Is democracy a religion that has failed the poor?
- Text by Alex King
- Photography by Michael Fordham
“Right now I feel ashamed to be English,” Giles Fraser writes in The Guardian. “Ashamed to belong to a country that has clearly identified itself as insular, self-absorbed and apparently caring so little for the most vulnerable people among us. Why did a million people visiting food banks make such a minimal difference? Did we just vote for our own narrow concerns and sod the rest?”
You may remember Giles Fraser as the canon who joined the Occupy camp on the steps of St Paul’s Cathedral in central London and finally resigned in disgust with the church’s aggressive stance towards the protestors. In an article entitled, “Democracy is a religion that has failed the poor,” Fraser despairs how hopes were dashed of a more compassionate, inclusive society and of an end to the unnecessary suffering inflicted by five years of a Tory-led government.

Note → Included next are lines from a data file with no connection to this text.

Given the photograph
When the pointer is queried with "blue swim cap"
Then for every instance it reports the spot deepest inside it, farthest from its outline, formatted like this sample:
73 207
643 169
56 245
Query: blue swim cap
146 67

But how did people buy into the “economic competence” of a party who have presided over the slowest economic recovery since the Great Depression? How could the electorate be seduced by the promises of tax cuts when they’ve already lost far more thanks to an unprecedented decline in real wages for all but the highest earners over the last parliament?

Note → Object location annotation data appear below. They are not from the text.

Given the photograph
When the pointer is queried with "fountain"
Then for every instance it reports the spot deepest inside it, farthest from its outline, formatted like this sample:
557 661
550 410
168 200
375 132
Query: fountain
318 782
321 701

The Financial Times headline said it all: “Wealthy breathe a sigh of relief at Tory victory.” Lebedev, Rothermere and Murdoch all encouraged their readers in the Evening Standard/Independent, Daily Mail and Sun/Times, respectively, to vote for the feudal, tax haven, trust-fund double-act Cameron and Osborne, thereby protecting the media barons’ own beneficial non-domiciled tax arrangements.

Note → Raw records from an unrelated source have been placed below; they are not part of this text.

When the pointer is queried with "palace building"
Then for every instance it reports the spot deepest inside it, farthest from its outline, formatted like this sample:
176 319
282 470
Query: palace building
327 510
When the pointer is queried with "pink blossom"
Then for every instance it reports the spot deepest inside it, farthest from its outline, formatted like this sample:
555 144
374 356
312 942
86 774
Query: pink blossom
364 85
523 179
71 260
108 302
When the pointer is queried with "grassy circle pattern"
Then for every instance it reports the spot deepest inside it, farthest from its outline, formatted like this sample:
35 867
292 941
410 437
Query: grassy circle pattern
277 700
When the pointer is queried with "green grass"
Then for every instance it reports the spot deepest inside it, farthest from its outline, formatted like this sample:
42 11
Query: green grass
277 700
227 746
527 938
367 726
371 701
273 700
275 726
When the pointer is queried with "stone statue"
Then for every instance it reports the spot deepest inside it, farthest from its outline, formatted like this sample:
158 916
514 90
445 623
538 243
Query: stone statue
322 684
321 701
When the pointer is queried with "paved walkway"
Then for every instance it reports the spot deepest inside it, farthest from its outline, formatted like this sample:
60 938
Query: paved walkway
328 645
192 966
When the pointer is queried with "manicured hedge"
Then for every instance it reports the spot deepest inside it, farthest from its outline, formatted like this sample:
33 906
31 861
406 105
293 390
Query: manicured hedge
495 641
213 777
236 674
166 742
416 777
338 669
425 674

Before this parliamentary term is out, how many Conservative voters will join the one million who now visit food banks or join the growing record numbers of homeless families or find the NHS unable to support them in times of need? They’ve voted to further shred the social safety net that all but the most wealthy will need at least one point in their lives.
This questions transcends this election and British politics, but simply, why do people so often vote against their own interests?
Fraser quotes anthropologist Mukulika Banerjee, who suggests: “elections are like religious rituals, often devoid of rational purpose or efficacy for the individual participant, but full of symbolic meaning. They are the nearest thing the secular has to the sacred, presenting a moment of empowerment.
“But is this empowerment illusory? Is, as Banerjee asks, “the ability to vote … a necessary safety valve which allows for the airing of popular disaffection, but which nevertheless ultimately restores the status quo. In such a reading, elections require the complicity of all participants in a deliberate mis-recognition of the emptiness of its procedures and the lack of any significant changes which this ritual brings about, but are a necessary charade to mollify a restless electorate.” The morning after all the hope of election day feels a lot like this.”